Changes in precipitation and temperature will impact vegetation around the world. In the short-term, a modest amount of warming could actually increase the carbon sequestration and productivity of most forest ecosystems across the U. S. According to The First National Assessment of the Potential Impacts of Climate Variability and Change [3], reductions in available water and changes in temperatures may cause forests to shift their ranges northward. If the changes happen slowly the shifts may occur successfully. However, the changes in climate may cause the shifts to occur too rapidly and many species may not be able to adapt. Other impacts include losses from extreme weather events and other disturbances, such as fires and pests, that will impact forest health and productivity.

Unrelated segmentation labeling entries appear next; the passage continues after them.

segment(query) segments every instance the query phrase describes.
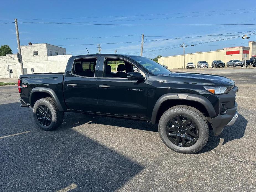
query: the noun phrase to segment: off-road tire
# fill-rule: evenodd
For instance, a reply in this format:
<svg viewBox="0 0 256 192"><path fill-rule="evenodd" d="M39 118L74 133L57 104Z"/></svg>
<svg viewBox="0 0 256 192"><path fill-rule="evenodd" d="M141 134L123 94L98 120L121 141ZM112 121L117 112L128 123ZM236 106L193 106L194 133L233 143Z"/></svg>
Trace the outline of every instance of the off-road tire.
<svg viewBox="0 0 256 192"><path fill-rule="evenodd" d="M176 145L166 135L166 128L169 121L179 115L188 116L196 124L199 135L196 142L192 146L182 147ZM175 106L165 112L159 120L158 132L162 141L167 147L176 152L186 154L193 154L200 151L207 143L209 136L209 127L205 117L196 109L187 105Z"/></svg>
<svg viewBox="0 0 256 192"><path fill-rule="evenodd" d="M51 122L48 126L41 124L37 120L36 110L41 105L46 106L51 114ZM62 123L64 113L60 111L54 100L51 97L45 97L39 99L36 102L33 106L33 114L36 123L40 128L44 131L52 131L59 127Z"/></svg>

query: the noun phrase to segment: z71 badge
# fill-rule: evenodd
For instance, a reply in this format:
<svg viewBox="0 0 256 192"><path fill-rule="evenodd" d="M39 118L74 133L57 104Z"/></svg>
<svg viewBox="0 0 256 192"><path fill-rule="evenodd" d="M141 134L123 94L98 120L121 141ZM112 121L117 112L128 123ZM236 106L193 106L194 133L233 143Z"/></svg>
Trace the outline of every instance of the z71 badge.
<svg viewBox="0 0 256 192"><path fill-rule="evenodd" d="M143 89L126 89L126 90L127 91L138 91L143 90Z"/></svg>

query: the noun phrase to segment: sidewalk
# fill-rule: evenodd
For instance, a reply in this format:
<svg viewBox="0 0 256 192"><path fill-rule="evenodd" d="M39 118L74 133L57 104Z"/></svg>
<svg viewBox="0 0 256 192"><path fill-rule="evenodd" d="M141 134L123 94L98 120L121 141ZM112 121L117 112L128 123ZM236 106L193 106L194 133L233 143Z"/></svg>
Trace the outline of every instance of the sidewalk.
<svg viewBox="0 0 256 192"><path fill-rule="evenodd" d="M18 82L19 78L6 78L6 79L0 79L0 82L4 83L17 82Z"/></svg>

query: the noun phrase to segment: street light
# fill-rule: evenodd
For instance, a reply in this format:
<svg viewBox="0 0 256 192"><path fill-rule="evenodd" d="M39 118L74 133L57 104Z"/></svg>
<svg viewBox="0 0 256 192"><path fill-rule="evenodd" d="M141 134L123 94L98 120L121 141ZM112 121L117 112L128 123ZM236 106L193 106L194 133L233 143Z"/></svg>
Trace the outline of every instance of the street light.
<svg viewBox="0 0 256 192"><path fill-rule="evenodd" d="M194 46L193 45L190 45L191 46ZM182 45L180 45L180 47L183 48L183 56L184 58L184 69L185 69L185 48L188 46L187 45L185 45L185 43L183 43Z"/></svg>
<svg viewBox="0 0 256 192"><path fill-rule="evenodd" d="M244 37L242 37L242 38L243 39L244 39L244 40L248 39L249 39L250 38L250 37L247 37L247 35L245 35ZM246 54L246 53L245 53L245 54ZM246 58L245 58L245 60L244 60L244 68L246 68Z"/></svg>
<svg viewBox="0 0 256 192"><path fill-rule="evenodd" d="M115 54L116 54L117 52L117 50L115 50ZM116 69L117 70L117 60L116 60Z"/></svg>

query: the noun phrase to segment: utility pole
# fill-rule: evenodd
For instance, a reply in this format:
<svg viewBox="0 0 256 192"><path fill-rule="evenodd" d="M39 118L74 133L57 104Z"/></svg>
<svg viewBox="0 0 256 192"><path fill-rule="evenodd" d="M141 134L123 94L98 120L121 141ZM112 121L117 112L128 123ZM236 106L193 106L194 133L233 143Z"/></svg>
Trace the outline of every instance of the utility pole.
<svg viewBox="0 0 256 192"><path fill-rule="evenodd" d="M117 50L115 50L115 54L116 54L117 52ZM116 69L117 70L117 60L116 60Z"/></svg>
<svg viewBox="0 0 256 192"><path fill-rule="evenodd" d="M89 55L90 55L90 53L89 53L89 51L88 51L88 50L87 49L87 48L86 48L86 50L87 50L87 52L88 52L88 54Z"/></svg>
<svg viewBox="0 0 256 192"><path fill-rule="evenodd" d="M101 53L101 48L100 47L100 45L100 45L99 44L97 44L97 45L98 45L97 48L98 48L98 51L99 51L98 53L99 54L100 54L100 53Z"/></svg>
<svg viewBox="0 0 256 192"><path fill-rule="evenodd" d="M183 42L180 46L183 48L183 56L184 58L184 69L185 69L185 48L188 46L187 45L185 45L185 43Z"/></svg>
<svg viewBox="0 0 256 192"><path fill-rule="evenodd" d="M140 49L140 56L142 56L142 52L143 51L143 42L144 41L144 34L142 34L141 38L141 47Z"/></svg>
<svg viewBox="0 0 256 192"><path fill-rule="evenodd" d="M16 29L16 37L17 37L17 43L18 44L18 50L19 55L20 63L20 68L21 69L21 74L24 75L23 64L22 62L22 57L21 56L21 50L20 49L20 36L19 34L19 29L18 28L18 22L17 19L14 20L15 23L15 28Z"/></svg>
<svg viewBox="0 0 256 192"><path fill-rule="evenodd" d="M193 45L191 45L191 46L194 46ZM184 42L182 45L180 45L180 46L183 48L183 57L184 59L184 69L185 69L185 48L188 46L187 45L185 45L185 43Z"/></svg>

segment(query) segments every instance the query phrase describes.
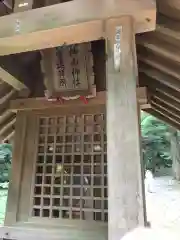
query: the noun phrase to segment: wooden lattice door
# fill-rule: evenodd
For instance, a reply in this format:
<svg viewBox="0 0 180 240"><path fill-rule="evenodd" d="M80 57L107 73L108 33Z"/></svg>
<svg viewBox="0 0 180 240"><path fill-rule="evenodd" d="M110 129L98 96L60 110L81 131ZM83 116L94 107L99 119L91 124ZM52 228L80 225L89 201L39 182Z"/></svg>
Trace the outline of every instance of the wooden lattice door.
<svg viewBox="0 0 180 240"><path fill-rule="evenodd" d="M21 132L18 133L18 121L22 119L26 122L24 134L20 123ZM22 112L17 118L15 141L18 135L24 138L24 145L21 151L18 150L21 179L14 223L37 224L36 227L38 224L42 227L44 223L53 228L70 225L71 230L83 225L87 230L94 231L95 227L97 232L106 236L108 196L104 107L80 108L73 113L67 109L63 114L47 111L30 115ZM17 142L15 151L16 148ZM16 158L13 168L15 161ZM17 182L17 173L13 173L12 178ZM12 181L10 195L13 188ZM12 208L11 204L9 199L8 208ZM11 214L7 213L6 224L12 223L11 211Z"/></svg>

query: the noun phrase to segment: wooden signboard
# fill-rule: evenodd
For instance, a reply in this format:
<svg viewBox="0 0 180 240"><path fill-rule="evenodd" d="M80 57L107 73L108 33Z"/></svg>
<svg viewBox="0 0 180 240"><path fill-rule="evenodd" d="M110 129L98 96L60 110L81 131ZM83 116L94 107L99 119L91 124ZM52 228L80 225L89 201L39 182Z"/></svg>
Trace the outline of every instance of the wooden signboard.
<svg viewBox="0 0 180 240"><path fill-rule="evenodd" d="M92 94L94 73L90 43L43 50L41 66L48 97Z"/></svg>

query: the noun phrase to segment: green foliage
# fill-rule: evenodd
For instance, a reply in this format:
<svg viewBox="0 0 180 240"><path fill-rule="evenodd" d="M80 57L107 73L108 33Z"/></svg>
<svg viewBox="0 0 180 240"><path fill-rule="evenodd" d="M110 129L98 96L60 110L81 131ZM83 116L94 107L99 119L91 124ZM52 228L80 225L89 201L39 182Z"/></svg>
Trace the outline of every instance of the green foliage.
<svg viewBox="0 0 180 240"><path fill-rule="evenodd" d="M155 172L160 166L171 167L169 126L142 112L141 133L145 169Z"/></svg>
<svg viewBox="0 0 180 240"><path fill-rule="evenodd" d="M12 160L12 145L0 144L0 187L2 183L9 181L9 170Z"/></svg>

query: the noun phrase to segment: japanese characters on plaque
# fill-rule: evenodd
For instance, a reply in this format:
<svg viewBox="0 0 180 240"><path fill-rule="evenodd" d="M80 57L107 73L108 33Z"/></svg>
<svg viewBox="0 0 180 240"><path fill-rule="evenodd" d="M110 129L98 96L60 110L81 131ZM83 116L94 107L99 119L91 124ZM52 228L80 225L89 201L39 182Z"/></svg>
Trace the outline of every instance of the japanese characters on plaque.
<svg viewBox="0 0 180 240"><path fill-rule="evenodd" d="M71 45L56 49L56 90L87 90L88 47L87 44Z"/></svg>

Another potential theory called CO2 fertilization has been simulated. In this envisioned scenario, with higher ambient CO2 concentrations in the atmosphere, plants would thrive under future climatic conditions. Then, in the process of photosynthesis, plants convert CO2 into oxygen. Some scientists argue that this could potentially provide a negative feedback on changing CO2 concentrations. Others refute that any hypothesized CO2 fertilization response is unlikely to offset a significant fraction of projected increases in atmospheric CO2 concentration over the next century [6].

Agriculture & Livestock

Globally, moderate warming in mid- to high-latitude ranges, coupled with increased carbon dioxide (i.e., the CO2 fertilization theory) that increases the ability of plants to grow, and with increased rainfall, could have a positive impact on crop yields. However, even a small increase (1 to 2 degrees C) in low latitudes is likely to have a negative impact on most cereal crops. Increases in ozone also have a negative impact on crops. Weeds, diseases, and insect pests do better under warmer conditions, causing increased management challenges for growers.

Crop and livestock production will be impacted due to the increased heat, along with pests, water stress, diseases, and weather extremes or weather events, frequent flooding, saltwater intrusion, and other conditions which will require adaptations [6], possibly by altering cropping and crop management practices and/or location. Two (of the many) aspects of climate change of high concern to scientists and the agricultural community are extreme high temperatures and extreme low moisture conditions. In the future, some crops may need to be grown in areas that are currently too cold to support them.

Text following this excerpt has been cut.